Мне достались бледные макароны с хлебом. За едой мы обсуждали старые группы, в отличие от других, Зуев не испортил себе вкус джазроком, кое-что знал.
— Надо, чтобы Толя обязательно исполнил «Солнцем опьяненный». Это коронка, — он несколько раз, как заклинание повторил эти слова.
Вернув посуду и поблагодарив поварих, мы поднялись в фойе. Там курили артисты в окружении молодых женщин и мужчин. Все они работали на зуевском заводе. Как почти всех, кто работает под одной крышей, их связывала общая похожесть. Легко представить себе, какие романы завязываются в этом месте. Кажется, они успели незаметно выпить. Мне никто не предлагал. А я здесь выступал и не раз, и танцевали.
В актовом зале горел малый свет, и несколько фонарей освещали сцену с карниза. Вдоль бильярда сновали силуэты в спортивных костюмах. Тимофеич выдал рабочим кии с шарами. Я присел поближе к сцене. Меня увидел басист, с улыбкой пробуя гитару, наиграл что-то из Битлз. Совсем не меняется человек, сколько же ему лет, благодушно удивился я, и волосы сидят аккуратным горшочком, в глаза не лезут. А я лысею, стал похож на сутенера…
Он молча стоял в правом портале. Я сразу понял, это он — Silver Fox. В спортивном костюме, с животом, но это был «Магомаев». Одной рукой он прижимал к животу микрофон, другой почесывал бедро. Время перед концертом всегда тянется до тошноты медленно, себе назло в рот попадет лишняя рюмочка, за ней другая, почему бы нет? Его удлиненные, под Хампердинка, волосы, равномерно, по-елочному, покрывала серебристая седина, вот почему я мысленно обозвал его Silver Fox.
Рабочие все азартнее гоняли шары. Все чаще те с грохотом ударялись об пол и выкатывались на середину зала. В конце концов, это надоело певцу и, не поворачивая головы, исподлобья глядя себе под ноги, он раздельно произнес:
— Коля, выгоняй их на хуй. Хватит долбать по голове!
Никакого Коли в зале не было, и никто не подумал сию минуту прекратить стук. Певец проходил с ансамблем новую, неподходящую песню: «В ресторане у окна, я жевал кусок говна… закружило голову…ах какая пожилая» и так далее. Боится отстать от времени, подумал я, что же, понять можно. Что-то явно не понравилось Серебристому Лису в аккомпанементе и, оборвав «Ах, какую женщину», он по-прежнему, глядя под ноги, выдавил в микрофон:
— Та ну вас на хуй, еб вашу мать…
— Видал, звезда нервничает? — азартно спросил Зуев перед самым концертом.
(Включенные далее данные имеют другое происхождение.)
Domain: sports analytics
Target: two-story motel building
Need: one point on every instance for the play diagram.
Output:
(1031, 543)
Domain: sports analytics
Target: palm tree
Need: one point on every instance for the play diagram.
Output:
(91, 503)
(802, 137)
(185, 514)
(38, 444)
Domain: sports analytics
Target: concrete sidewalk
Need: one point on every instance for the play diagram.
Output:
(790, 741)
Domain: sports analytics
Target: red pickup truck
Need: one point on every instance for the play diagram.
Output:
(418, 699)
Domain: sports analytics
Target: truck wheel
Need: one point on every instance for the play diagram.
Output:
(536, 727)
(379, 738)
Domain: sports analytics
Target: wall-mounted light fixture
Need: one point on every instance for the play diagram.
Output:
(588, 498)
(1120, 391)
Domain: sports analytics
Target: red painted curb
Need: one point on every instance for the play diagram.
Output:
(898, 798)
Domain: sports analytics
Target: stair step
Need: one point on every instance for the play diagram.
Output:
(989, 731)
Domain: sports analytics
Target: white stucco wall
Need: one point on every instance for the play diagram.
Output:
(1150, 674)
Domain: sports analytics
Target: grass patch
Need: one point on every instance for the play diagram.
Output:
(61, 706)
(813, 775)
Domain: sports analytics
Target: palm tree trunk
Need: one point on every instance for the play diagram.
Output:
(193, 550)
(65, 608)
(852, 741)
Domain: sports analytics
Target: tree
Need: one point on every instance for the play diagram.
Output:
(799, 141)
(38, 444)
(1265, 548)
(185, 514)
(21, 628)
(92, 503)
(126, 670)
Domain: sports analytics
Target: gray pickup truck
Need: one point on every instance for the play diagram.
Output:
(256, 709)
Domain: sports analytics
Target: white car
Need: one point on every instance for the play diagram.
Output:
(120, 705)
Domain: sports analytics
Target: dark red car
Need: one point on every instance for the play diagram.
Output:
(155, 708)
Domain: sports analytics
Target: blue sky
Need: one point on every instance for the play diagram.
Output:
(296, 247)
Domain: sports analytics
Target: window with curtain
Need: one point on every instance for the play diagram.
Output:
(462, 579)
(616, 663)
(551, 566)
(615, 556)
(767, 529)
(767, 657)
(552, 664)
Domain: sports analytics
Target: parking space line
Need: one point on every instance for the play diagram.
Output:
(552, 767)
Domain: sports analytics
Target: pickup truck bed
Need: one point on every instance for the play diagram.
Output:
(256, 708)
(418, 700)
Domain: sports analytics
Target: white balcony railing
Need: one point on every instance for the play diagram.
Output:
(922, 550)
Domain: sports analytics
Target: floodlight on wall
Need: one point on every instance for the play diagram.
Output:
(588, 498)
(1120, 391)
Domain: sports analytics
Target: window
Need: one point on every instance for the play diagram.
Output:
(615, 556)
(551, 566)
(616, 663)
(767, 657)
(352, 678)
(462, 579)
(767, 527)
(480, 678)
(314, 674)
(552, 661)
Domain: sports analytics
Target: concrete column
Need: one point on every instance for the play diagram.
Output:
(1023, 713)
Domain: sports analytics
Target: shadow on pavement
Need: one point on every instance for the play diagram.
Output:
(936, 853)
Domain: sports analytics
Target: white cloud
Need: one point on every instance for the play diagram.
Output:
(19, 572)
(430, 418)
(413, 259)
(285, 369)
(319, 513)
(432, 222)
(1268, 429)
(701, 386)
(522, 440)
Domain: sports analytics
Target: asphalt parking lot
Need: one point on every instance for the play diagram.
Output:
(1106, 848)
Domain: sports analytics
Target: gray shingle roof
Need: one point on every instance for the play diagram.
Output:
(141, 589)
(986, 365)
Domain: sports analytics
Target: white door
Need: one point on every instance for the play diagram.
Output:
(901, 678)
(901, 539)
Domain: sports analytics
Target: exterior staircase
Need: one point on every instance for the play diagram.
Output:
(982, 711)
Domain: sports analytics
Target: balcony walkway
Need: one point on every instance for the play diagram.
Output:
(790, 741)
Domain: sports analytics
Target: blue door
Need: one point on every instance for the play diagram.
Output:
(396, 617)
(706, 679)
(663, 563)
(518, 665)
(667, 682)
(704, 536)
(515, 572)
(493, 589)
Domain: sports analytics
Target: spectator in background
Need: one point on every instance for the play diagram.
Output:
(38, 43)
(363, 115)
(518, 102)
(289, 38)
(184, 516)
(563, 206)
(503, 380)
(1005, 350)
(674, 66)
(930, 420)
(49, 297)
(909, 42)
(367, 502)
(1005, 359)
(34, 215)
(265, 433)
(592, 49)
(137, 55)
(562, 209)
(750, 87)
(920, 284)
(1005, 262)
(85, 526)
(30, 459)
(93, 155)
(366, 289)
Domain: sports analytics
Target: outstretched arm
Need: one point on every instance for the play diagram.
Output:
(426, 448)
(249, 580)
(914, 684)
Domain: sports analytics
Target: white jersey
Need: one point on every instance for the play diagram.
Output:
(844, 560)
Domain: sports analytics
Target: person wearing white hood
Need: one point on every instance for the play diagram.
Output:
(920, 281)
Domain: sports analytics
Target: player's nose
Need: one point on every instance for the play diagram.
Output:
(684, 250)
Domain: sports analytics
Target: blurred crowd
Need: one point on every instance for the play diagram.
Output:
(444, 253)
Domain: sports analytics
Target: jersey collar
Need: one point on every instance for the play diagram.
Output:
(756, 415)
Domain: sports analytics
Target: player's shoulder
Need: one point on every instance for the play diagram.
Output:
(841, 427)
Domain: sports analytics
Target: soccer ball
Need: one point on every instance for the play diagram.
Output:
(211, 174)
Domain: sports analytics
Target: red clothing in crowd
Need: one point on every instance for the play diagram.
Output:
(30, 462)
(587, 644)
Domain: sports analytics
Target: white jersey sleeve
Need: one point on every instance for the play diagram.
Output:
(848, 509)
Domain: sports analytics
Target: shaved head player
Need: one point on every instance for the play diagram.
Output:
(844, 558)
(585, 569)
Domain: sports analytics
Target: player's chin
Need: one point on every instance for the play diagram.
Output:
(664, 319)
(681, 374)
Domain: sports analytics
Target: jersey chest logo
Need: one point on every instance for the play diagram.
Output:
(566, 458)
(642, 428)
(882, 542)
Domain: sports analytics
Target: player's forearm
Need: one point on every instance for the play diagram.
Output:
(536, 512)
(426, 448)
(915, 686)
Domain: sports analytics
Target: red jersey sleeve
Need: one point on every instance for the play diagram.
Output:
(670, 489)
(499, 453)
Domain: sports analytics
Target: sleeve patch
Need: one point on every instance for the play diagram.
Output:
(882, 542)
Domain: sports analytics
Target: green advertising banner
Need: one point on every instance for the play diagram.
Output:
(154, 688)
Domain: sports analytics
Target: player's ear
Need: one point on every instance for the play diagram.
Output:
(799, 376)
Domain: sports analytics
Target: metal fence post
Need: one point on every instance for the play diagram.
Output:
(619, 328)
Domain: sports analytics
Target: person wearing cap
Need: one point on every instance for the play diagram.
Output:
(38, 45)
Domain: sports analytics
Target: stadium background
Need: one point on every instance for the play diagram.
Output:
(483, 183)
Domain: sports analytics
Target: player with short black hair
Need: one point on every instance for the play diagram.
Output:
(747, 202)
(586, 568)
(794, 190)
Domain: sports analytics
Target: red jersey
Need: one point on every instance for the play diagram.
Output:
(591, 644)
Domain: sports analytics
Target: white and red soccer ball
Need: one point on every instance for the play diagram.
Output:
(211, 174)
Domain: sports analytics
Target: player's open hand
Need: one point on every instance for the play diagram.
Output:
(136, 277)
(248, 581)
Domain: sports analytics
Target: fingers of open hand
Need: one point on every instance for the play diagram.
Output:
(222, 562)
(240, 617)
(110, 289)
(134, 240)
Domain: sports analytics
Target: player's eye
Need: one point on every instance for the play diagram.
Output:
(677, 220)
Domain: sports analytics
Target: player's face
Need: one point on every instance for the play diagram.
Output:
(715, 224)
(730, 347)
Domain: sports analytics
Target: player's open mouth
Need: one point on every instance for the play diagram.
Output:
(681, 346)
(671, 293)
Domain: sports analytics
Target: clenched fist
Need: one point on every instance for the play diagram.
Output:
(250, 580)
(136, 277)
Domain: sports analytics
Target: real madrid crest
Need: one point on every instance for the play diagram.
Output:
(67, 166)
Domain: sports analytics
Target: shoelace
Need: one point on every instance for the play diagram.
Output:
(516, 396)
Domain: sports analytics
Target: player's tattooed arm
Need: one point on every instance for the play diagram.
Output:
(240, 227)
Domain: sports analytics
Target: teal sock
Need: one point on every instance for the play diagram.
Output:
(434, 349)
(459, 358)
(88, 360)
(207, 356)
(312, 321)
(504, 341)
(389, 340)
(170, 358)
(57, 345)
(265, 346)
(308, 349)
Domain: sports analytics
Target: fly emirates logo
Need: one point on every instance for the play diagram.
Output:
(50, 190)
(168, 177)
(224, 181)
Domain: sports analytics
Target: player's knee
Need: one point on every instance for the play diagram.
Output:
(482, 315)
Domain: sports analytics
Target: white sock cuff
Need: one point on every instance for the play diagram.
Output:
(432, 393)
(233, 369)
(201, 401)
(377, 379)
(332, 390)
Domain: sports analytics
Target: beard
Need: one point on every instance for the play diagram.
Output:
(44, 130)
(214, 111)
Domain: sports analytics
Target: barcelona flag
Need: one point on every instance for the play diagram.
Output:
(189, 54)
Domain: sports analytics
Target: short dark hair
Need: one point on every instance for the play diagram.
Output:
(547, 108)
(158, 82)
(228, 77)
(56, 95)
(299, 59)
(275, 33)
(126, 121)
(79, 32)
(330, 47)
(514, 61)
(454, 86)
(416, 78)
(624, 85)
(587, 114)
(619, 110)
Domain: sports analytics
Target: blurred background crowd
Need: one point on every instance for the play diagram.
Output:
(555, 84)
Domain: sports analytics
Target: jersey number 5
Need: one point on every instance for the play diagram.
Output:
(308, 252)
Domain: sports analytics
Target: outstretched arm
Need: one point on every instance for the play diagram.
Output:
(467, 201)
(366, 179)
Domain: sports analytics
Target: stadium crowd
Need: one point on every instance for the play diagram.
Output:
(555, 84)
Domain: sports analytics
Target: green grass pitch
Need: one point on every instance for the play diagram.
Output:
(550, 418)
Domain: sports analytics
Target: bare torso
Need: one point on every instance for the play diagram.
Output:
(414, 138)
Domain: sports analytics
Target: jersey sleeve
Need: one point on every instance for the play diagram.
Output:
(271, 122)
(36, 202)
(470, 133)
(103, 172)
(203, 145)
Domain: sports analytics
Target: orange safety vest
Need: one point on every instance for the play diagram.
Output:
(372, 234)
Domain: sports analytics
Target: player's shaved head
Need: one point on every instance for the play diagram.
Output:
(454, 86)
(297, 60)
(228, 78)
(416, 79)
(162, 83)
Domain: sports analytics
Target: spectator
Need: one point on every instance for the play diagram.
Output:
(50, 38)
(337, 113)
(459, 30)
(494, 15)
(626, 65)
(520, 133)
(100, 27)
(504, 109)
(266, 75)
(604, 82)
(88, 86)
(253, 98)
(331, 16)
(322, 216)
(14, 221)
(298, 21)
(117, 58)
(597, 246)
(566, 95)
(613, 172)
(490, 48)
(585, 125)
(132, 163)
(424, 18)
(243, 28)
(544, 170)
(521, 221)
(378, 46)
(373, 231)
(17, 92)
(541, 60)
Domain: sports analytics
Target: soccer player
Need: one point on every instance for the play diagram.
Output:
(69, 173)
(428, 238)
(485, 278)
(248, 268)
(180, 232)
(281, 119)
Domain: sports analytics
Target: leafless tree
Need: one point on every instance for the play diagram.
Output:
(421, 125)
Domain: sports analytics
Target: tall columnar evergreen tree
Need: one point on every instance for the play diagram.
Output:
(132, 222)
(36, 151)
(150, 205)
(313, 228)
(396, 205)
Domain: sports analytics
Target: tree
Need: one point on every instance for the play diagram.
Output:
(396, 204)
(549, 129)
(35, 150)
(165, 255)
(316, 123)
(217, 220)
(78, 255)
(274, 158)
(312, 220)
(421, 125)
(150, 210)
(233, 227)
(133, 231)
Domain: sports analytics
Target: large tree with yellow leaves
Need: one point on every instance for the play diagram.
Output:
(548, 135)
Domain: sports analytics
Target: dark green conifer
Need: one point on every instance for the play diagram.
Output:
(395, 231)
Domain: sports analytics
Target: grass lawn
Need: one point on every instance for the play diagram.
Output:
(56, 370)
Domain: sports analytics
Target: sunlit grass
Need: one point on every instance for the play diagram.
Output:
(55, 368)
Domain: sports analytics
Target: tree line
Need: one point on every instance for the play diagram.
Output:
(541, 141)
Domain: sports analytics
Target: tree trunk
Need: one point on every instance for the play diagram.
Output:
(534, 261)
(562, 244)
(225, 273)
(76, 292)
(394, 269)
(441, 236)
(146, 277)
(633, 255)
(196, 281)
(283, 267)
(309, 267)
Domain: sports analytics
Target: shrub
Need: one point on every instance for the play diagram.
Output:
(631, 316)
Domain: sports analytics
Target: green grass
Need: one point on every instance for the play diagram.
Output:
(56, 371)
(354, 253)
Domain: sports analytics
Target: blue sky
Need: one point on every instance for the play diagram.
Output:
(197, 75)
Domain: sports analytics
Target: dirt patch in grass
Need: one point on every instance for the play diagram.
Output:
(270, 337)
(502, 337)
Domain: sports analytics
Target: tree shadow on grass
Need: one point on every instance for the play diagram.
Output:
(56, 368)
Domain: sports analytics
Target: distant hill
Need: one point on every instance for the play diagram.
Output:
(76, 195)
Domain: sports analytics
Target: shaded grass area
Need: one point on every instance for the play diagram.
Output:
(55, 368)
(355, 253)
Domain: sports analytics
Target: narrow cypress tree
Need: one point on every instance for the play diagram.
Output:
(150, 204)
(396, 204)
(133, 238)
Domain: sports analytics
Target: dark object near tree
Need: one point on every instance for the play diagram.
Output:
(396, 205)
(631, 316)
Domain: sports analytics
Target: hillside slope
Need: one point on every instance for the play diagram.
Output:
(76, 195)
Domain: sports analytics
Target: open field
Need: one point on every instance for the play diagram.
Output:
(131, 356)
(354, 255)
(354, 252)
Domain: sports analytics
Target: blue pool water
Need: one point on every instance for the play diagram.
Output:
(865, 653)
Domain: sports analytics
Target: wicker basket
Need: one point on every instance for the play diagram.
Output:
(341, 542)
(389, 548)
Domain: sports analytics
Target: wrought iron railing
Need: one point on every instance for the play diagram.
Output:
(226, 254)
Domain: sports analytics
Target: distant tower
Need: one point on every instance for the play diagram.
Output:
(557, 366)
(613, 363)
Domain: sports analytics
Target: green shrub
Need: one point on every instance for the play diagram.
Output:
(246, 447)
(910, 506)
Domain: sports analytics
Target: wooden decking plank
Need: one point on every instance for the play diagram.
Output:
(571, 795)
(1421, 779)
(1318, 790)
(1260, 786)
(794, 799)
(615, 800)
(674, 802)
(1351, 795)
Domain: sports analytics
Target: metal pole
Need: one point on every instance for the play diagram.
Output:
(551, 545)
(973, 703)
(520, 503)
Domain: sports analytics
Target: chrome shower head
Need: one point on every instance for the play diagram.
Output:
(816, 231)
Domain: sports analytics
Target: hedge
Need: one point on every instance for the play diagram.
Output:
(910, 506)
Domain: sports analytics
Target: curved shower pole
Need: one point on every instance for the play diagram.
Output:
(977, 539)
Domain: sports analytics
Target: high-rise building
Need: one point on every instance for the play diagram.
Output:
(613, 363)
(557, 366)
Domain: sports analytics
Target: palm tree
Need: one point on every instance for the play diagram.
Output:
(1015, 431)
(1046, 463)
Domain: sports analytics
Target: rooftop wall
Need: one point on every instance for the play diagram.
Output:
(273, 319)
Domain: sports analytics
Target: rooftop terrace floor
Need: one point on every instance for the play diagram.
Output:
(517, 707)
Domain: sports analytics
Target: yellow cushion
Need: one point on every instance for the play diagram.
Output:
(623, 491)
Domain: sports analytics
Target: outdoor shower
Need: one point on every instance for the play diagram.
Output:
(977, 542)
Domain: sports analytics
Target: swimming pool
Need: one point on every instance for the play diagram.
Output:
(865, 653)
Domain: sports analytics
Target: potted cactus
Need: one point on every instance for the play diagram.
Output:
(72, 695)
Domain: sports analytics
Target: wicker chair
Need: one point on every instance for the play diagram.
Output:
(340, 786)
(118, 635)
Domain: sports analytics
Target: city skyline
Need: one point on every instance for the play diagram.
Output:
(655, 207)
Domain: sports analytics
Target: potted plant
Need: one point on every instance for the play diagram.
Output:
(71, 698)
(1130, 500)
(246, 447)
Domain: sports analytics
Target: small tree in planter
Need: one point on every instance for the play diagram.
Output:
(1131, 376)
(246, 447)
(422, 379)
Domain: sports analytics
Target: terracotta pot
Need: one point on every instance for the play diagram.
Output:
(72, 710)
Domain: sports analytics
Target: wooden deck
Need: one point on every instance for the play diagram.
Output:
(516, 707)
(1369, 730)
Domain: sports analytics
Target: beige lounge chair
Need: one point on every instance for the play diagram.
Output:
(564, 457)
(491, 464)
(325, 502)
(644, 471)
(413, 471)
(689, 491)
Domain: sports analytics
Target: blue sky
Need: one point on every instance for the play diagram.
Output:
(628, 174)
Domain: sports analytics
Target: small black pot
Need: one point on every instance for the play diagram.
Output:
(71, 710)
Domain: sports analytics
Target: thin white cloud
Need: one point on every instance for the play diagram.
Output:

— Он мне очень понравился, — я ответил правду, — Спасибо, что привез меня сюда. В этом человеке есть класс, сразу видно.
— Ну так, я о чем же и говорю!
Первым на сцену вышел Гриценко и сообщил, что вечер отдыха будет в двух отделениях. Сначала — концерт солистов самодеятельности, потом — танцы. Это хорошо, потому что я видел как он танцует, делает вид, будто разбрасывает какие-то семена или жетоны. Танцующий Гриценко показался мне собачкой в костюме, и движения его подчинялись какой-то собачьей логике. Из горла конферансье мог вырываться сухой отрывистый лай: А! А! А! Но его заглушала музыка.
Молодежь была не в восторге от старика на сцене, и не скрывала своего пренебрежения. Тогда он пошел на риск, бросил читать про Пентагон и хриплые звуки саксофона, и принялся назойливо изображать новейших телесмехачей, чуждых ему классово и этнически. Он приставал к публике, задирая «мужиков», не обладая и крупицей нахальства тех, кого видел во ТВ, и это погубило его окончательно. Три песенки — одну лирическую, две быстрых, спела дама в короткой дубленке. Перед микрофоном она выглядела старше и проще. Лучше пусть декламирует слова лежа на боку, раздувая тлеющую старость, своим потешным акцентом, а я буду дуть на ее пылающее ухо. Сказать ей об этом? Пока еще не поздно…
После третьей песни к певице подбежал Гриценко, гримасничая, он поцеловал ее в щеку и проводил за кулисы. Он вернулся, выдержал паузу и объявил, возбуждаясь от звука собственного голоса:
— А сейчас, я вижу, скоро появится белый сценический костюм!..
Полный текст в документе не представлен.